O voluntariado fez e faz parte da minha vida desde sempre e de diversas formas diferentes. Por termos passado necessidade inúmeras vezes durante a minha infância, chegamos a receber doações de terceiros, o que nos ajudava muito. Roupas, sapatos, brinquedos, livros, material escolar. Tudo usado, mas em bom estado, recebido com muita alegria e tratado com todo cuidado, afinal, depois de usarmos, sabíamos que também deveríamos doar a outras crianças.
Mais tarde, ciente do quão importante é estender a mão ao próximo e vivendo uma realidade financeira totalmente diferente, passei a atuar como voluntária em diversos projetos, doando tempo, expertise profissional e, principalmente, dinheiro. Ao me tornar mais atuante, percebi que grande parte dos doadores não foca nas necessidades das pessoas ou das instituições que pretendem ajudar. O que prevalece é apenas o desejo de aliviarem sua consciência.
Passei a testemunhar o que eu nem sequer sabia que existia: a solidariedade inútil. Pessoas entravam em contato constantemente para pedir a retirada de móveis com cupim, todo tipo de objeto quebrado e eletrodomésticos tão danificados e antigos que afastavam qualquer possibilidade de conserto.
As doações de empresas não são muito diferentes. Presenciei vários casos, mas um dos que mais me chamou a atenção foi o de uma indústria que ofereceu a doação de cem calçados. Ao recebermos a doação, nos deparamos com cem pés direitos e nenhum pé esquerdo. Ao solicitarmos a troca de 50 pés direitos por 50 esquerdos – e assim poder formar os pares – fomos informados de que a remessa estava correta, pois os pés esquerdos saíram com defeito e foram descartados, sobrando apenas os pés direitos para a doação.
Assim como as pessoas querem apenas livrar suas casas do lixo acumulado, algumas empresas também querem facilitar seus descartes sem ter de gastar nenhum real para isso e sem ter de executar qualquer trabalho. E, de quebra, ainda desfrutarem da sensação de terem feito o bem.
Infelizmente isso não ocorre somente aqui no Brasil. Hoje mesmo, soube de uma sobrevivente do terremoto na Turquia que boa parte das doações não estão ajudando, pois tratam-se de muitas roupas de verão – para pessoas que perderam tudo em pleno inverno chuvoso – e um grande número de sapatos de salto alto, principalmente de festa, que geralmente ficam encostados no fundo de algum armário.

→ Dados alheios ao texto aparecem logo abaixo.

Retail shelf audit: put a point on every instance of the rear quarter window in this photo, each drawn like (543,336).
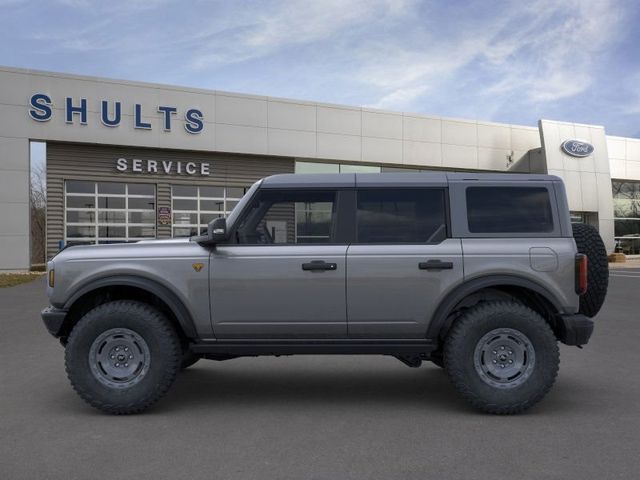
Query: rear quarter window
(509,210)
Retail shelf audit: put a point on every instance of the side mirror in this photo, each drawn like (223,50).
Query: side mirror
(217,230)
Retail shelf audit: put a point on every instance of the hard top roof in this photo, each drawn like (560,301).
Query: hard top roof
(395,179)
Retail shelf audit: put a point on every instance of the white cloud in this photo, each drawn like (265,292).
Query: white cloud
(542,51)
(285,24)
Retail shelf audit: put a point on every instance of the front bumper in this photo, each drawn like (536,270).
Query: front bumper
(53,319)
(574,329)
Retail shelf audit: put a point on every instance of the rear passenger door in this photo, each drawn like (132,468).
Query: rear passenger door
(401,261)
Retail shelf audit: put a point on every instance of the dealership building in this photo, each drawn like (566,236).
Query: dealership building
(127,161)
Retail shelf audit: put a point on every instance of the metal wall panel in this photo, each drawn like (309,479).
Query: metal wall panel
(75,161)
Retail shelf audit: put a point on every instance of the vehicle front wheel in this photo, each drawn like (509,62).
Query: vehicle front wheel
(122,356)
(502,357)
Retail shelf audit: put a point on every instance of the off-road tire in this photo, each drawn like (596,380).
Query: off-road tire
(188,359)
(164,350)
(590,243)
(469,330)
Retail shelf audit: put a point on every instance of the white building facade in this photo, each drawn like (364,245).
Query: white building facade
(129,160)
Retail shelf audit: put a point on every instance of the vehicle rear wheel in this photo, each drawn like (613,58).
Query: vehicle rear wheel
(122,356)
(502,357)
(590,243)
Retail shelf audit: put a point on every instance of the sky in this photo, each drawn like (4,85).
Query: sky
(501,61)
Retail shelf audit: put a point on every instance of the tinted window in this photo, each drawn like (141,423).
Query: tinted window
(289,217)
(401,216)
(509,210)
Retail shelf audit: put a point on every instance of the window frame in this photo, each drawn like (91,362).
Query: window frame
(447,214)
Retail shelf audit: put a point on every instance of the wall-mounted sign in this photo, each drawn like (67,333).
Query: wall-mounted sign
(162,167)
(577,148)
(41,109)
(164,216)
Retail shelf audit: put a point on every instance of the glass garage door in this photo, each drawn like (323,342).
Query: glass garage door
(109,212)
(195,206)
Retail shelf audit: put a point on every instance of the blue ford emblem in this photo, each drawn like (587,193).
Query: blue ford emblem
(576,148)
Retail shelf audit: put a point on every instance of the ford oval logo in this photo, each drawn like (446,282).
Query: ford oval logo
(577,148)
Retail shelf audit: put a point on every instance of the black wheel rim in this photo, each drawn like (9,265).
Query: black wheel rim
(504,358)
(119,358)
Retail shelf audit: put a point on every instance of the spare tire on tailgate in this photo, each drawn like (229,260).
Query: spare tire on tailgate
(589,242)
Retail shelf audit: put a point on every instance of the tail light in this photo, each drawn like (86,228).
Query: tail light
(581,274)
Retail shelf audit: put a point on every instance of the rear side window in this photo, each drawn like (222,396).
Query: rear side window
(401,215)
(509,210)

O que precisamos entender é que ajudar verdadeiramente pessoas ou instituições é oferecer o que elas precisam e não o que queremos, nem muito menos coisas das quais queremos nos livrar. É preciso ter mais sensibilidade, mais empatia e mais bom-senso se realmente queremos estender a mão a alguém, além de compreendermos definitivamente que o voluntariado não existe para benefício de quem doa, mas sim, de quem recebe.